8 thoughts on “Far, Far Above

  1. 1959

    Beautiful work pulling this all together. Campus is ‘disorientingly’ unfamiliar (Class of ’59), but lived in Risley and Sage back then, and loved all of the iconic structures of the day–esp. GS, Chapel, Martha Van
    . . .etc..

  2. 1962 Veterinary Medicine

    Whatta gift!. Thank you for it.
    My acquaintance with Cornell began in 1946, when, as a 7 year-old Maine farm boy, I attended my vet student brother’s graduation on the “old” campus. I was entranced by the gorges and all the grand stone buildings, and I said to myself: one day I’m going back there.
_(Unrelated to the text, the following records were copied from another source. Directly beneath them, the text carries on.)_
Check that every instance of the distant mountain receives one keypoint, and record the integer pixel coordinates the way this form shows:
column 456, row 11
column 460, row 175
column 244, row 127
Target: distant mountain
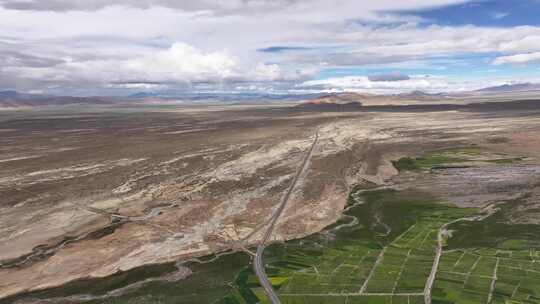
column 16, row 99
column 508, row 88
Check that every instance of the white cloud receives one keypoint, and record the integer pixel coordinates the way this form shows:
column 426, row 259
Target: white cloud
column 499, row 15
column 517, row 59
column 99, row 43
column 427, row 83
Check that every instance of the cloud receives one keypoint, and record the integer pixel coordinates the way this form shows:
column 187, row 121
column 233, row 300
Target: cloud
column 517, row 59
column 109, row 44
column 427, row 83
column 218, row 6
column 499, row 15
column 388, row 77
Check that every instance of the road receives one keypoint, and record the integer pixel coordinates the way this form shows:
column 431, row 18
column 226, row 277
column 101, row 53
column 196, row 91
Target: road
column 258, row 264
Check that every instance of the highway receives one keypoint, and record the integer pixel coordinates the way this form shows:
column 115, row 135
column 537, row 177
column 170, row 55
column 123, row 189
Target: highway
column 258, row 263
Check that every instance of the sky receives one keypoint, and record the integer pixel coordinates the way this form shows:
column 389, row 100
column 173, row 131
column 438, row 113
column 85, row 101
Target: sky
column 121, row 47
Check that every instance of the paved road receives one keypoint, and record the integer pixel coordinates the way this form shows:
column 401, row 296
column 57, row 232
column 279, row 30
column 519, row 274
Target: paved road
column 258, row 264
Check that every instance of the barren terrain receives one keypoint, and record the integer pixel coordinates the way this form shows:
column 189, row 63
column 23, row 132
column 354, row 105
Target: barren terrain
column 94, row 192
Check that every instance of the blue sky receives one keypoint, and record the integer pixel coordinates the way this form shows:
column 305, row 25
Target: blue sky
column 118, row 47
column 497, row 13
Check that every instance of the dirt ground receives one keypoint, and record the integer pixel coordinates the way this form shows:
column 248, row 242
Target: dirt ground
column 91, row 192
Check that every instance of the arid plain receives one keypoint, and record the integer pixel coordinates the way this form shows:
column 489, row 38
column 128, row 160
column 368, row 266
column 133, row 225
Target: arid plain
column 87, row 193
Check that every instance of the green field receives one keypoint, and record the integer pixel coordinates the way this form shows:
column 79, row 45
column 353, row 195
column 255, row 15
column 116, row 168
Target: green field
column 398, row 228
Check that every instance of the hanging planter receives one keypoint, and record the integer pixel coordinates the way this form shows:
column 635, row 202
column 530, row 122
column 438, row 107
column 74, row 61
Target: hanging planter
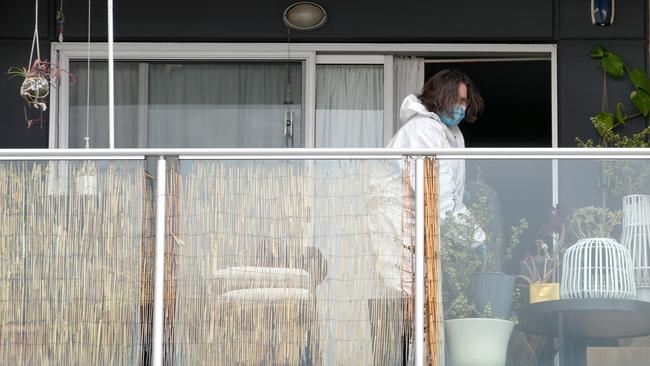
column 38, row 77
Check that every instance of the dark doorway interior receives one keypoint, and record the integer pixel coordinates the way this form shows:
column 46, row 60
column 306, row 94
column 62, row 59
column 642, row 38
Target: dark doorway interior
column 517, row 98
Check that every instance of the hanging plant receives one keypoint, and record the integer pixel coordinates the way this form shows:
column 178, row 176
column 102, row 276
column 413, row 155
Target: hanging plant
column 37, row 81
column 606, row 122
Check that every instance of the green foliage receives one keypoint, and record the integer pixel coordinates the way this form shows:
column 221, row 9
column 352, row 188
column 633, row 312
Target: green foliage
column 594, row 222
column 606, row 122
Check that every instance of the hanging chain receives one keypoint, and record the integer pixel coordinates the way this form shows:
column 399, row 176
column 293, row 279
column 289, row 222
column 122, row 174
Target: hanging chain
column 35, row 38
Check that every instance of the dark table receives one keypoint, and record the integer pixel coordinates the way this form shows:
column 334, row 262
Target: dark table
column 586, row 319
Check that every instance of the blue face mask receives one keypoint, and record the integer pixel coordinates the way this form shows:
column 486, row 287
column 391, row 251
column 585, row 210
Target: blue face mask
column 458, row 113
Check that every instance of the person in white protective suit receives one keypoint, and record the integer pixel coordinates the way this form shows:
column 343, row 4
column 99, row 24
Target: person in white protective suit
column 431, row 121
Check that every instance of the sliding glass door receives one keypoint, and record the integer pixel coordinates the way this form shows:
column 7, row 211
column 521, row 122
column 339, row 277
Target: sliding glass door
column 188, row 104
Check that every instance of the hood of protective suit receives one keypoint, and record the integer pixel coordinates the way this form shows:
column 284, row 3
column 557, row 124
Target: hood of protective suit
column 411, row 107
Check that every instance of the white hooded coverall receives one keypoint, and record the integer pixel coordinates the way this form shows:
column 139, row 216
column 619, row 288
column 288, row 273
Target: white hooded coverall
column 424, row 130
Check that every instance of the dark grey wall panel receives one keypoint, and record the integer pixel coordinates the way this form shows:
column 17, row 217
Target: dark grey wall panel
column 15, row 133
column 581, row 83
column 371, row 20
column 629, row 20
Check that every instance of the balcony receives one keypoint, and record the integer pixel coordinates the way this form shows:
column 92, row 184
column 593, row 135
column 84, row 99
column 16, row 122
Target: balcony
column 317, row 257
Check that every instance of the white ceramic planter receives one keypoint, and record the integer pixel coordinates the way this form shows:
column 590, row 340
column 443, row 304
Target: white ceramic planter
column 477, row 341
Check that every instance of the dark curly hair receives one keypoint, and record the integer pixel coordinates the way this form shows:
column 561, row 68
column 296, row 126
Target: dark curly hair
column 440, row 94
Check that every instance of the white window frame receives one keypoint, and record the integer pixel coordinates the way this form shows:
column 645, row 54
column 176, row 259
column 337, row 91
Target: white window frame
column 309, row 53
And back I came, in 1956, to attend the graduation of yet another “vet” brother, a member of last class to complete school in the old campus.
    And two years later in 1958, I personally answered the call of the Cornell Vet
    clarion and joined the class of 1962 – the first to spend all 4 years in the “new” Vet school up at the end of Tower Rd.
    Now 80, I have returned to campus many times to visit old haunts and witness its growth. Despite some of the whacky and ill-placed new architecture, I still love it.
    Hail to thee, Cornell. May your campus continue to grow and prosper.
    Neal Brown, Veterinary Medicine ’62

  3. Classes of 1976/1983

    I grew up in the old Wetzel house in Forest Home with an aerial photo of the campus and surroundings pasted above the fireplace. Very similar to the older photos, in a sepia brown, though closer to the ground, emphasizing the dense foliage – before the elms were brought down by Dutch Elm disease. My parents preserved it carefully. Don’t know whether the current owners have kept it.

  4. "83

    Well done. Wish I had attended after the “temporary” U-halls were demolished.

    Sperry survivor,
    Alice Gratz “83

  5. A&S, '81

    Thanks for the excellent pictures! I’ve managed to get back to Cornell more frequently than most alums since I’m a “townie” and my mom lives there. Still, it never ceases to amaze me how much campus has spread out and continues to expand. It still manages to retain its natural beauty and charm despite the ceaseless building.